With the e-discovery services market in the U.S. exploding–estimated to exceed $3 billion by 2018–with double digit revenue growth of approximately 15% based on Gartner’s 2014 Magic Quadrant for E-Discovery Software, many e-discovery vendors–anxious to maintain their revenues–will provide many arguments on why companies and their outside law firms should outsource their e-discovery. The problem is that most try to fit their solutions to their clients’ needs…not the other way around.
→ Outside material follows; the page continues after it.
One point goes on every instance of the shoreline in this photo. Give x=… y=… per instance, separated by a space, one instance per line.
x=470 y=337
In reality, the decision on which e-discovery processes to keep in-house and which to outsource is a highly individualized one based on a number of factors. Our last blog evaluated the merits of e-discovery managed services models. Here, we provide high-level questions in-house and outside counsel should consider in deciding the optimal model to meet their needs:
All organizations should weigh the following factors:
1. Litigation profile: What does the organization’s caseload look like? How many cases, and what types of cases, does the organization typically handle on a day-to-day basis? What are the organization’s expectations about its future caseload?
2. Budget: What is the organization’s budget? Can it afford to—and does it want to continue to—invest in e-discovery infrastructure, including hardware, software, and personnel?
3. Resources: What are the organization’s current resources and expertise regarding discovery? How sophisticated is the organization’s IT staff?
4. IT strategy: What is the organization’s IT architecture strategy? Does the organization support cloud computing and outsourcing? What about data center consolidation?
5. Data store: Where is the organization’s data stored? Is it behind a firewall? Is it centralized, or is it stored in multiple locations, and if so, are those locations domestic, international, or both?
6. Security: Does the organization have the ability to protect its data? Does it have specific concerns about security?
7. Culture: How risk-averse is the organization’s leadership?
In-house counsel should balance these factors against additional considerations, including:
1. What kind of cost predictability and management does each approach achieve? Which is most aligned with the company’s needs?
2. What level of control over e-discover processes is desired?
3. What gaps exist in technology and resources, and how will particular approaches most effectively address those gaps?
Outside counsel should undertake a slightly different analysis, focused primarily on their business model. Some of the pertinent considerations include the following:
1. Do clients expect the law firm to offer comprehensive e-discovery services?
2. Are e-discovery services a core offering beyond e-discovery law? Can these services become a profit center for the law firm, or should the firm simply offer oversight over the discovery process?
3. How do various approaches impact profits per partner?
4. Do the law firm’s competitors offer similar services? If so, can the law firm compete without offering these services?
5. How much risk is the firm willing to assume?
6. Which model(s) will provide cost predictability and savings their corporate clients are increasingly demanding?